The Power of Memory to Reclaim What was Lost

By Benay Blend

In the article “Invention, Memory, and Place,” the late Edward Said reflects on the question of collective memory: what is remembered, how, and in what form? Both Susan Abulhawa’s Against the Loveless World (2020) and Alicia Elliott’s A Mind Spread Out on the Ground (2020) illustrate the ways that memories—individual and collective—are conceptualized to deal with trauma and assert resistance. In particular, both authors look at remembrance as a tool that refugees might use as a guard against erasure and extinction.

“Things that were stolen once can be stolen back” (16), Elliot asserts, and in this way, her memoir looks at how memory can be a creator of new meanings, an active process that places her in control. As she asserted in an interview, “We have to figure out how to navigate our truths around what they want from us.”

For Palestinians, memory also affirms identity. Like Elliott, a caretaker of Mohawk history, Abulhawa’s tale centers on the freedom fighter, Nahr who recounts her story but in this case from the confines of Israeli jail. There she “want[s] to tell it as storytellers do,” weaving together “images, smells, and sounds” that give her history meaning.

In Nakba: Palestine, 1948 and the Claims of Memory, Ahmad Sa’di and Lila Abu-Lughod write that Palestinian memory is at its core political in that it always struggles “against a much-contested present” (3). Despite displacement, Palestinians and Native people continue to remember their history and understand their place in the world based on their own realities.

As Indigenous people who live under the weight of colonialism, Alicia Elliott, through life-writing, and Abulhawa, through fiction, use words as a means to write their way through pain. “Depression could slip in entirely unnoticed,” claims Elliott, “and dress itself up as normalcy” (4), which she believes is the way that colonization has affected her people since contact.

“Numbness is often how people describe their experience of depression” (9), she continues, and the cure for that is to reinforce self-worth through reclaiming culture and language. “Intergenerational trauma, racism, sexism, colonialism, homophobia, transphobia” (11)—all of the problems that came after contact are experienced as “literally” a mind “stretched or sprawled on the ground” (12).

“Both depression and colonialism have stolen my language” (14) Elliott explains. “Because culture lives and breathes” (11) inside a people’s words, eradicating a particular vernacular has far-reaching effects on mental health.
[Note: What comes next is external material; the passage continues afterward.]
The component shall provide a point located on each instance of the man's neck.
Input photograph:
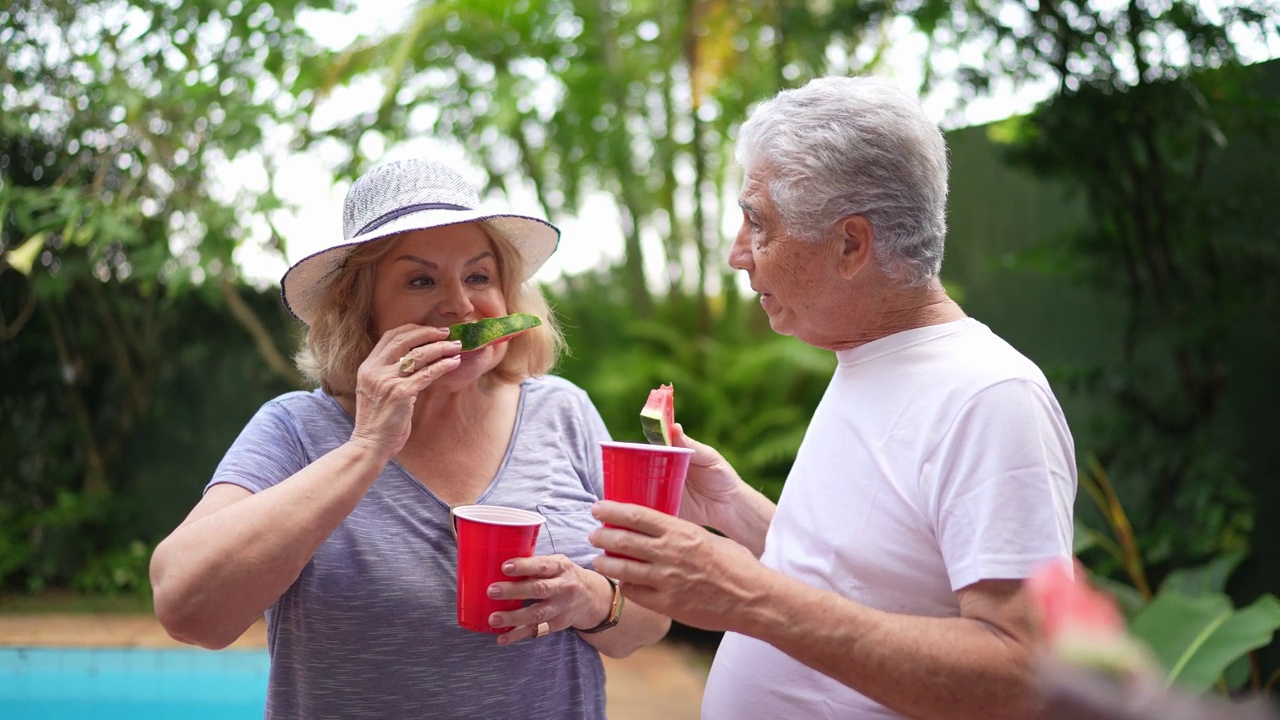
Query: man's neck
(897, 309)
Nevertheless, she struggles against colonialism the same way that she fights depression, by championing the value of her culture along with personal self-worth.

“Every breath I choose to take is a tiny revolution,” writes Elliott, “a rebellion against the forces that tell me I should stop” (14). In this way she becomes part of a centuries-old legacy of resistance, a movement that connects her struggle to the land and to other Indigenous peoples around the world.

Abulhawa’s Nahr is also practiced in reclaiming space. In her case, she takes over the colonizer’s court by singing in Arabic to drown out the Hebrew that she does not understand. Her journey has been an exile’s path, never staying in one place too long. It is only when she returns to Palestine that she feels at home, sure of her own identity.

Finally, when she marries Bilal, her first husband Mhammad’s brother, her mother embroiders a traditional thobe for her to wear, an act of resistance in itself. “I thought a lot about this and decided to use the basic patterns of a Jerusalem thobe,” explains her mother, “because we’re being erased from her story and her stone” (289).

A caretaker of culture and history, Nahr’s mother resists erasure in much the same way as Elliott, by passing on collective memory and tradition. Her lessons stand Nahr in good stead after she is arrested. Restricted to the Cube, a state-of-the-art solitary cell, Nahr feels robbed of all emotion. Cut off completely from the outside world, the Cube is “devoid of time” (4), replaced instead by a “yawning stretch of something unnamed, without present, future, or past” (4) which she fills with an “imagined or remembered life” (4).

Like Elicia Elliott, Nahr resists depression by taking back her life. In an interview, Abulhawa says that some of her early memories are of “dislocated people” trying to find meaning in their traditions—“food, large gatherings of family and friends, storytelling”—all of the ways of coping that she writes into the characters in her books.

“A composite of real and imagined women,” Nahr is an amalgam, explains Abulhawa, of “refugees, sex workers, patriarchy, war, imperialism, colonialism,” and like the real-life Alicia Elliott, a product of “love and armed resistance.”

“I think that when a writer doesn’t have a good understanding of who they are and what their beliefs are,” Elliott asserts, “they are going to necessarily lack the conviction in their writing to go daring places, and ask daring questions.” How we make and maintain space is a question that both women have tried to answer in their writing.

– Benay Blend earned her doctorate in American Studies from the University of New Mexico. Her scholarly works include Douglas Vakoch and Sam Mickey, Eds. (2017), “’Neither Homeland Nor Exile are Words’: ‘Situated Knowledge’ in the Works of Palestinian and Native American Writers”. She contributed this article to The Palestine Chronicle.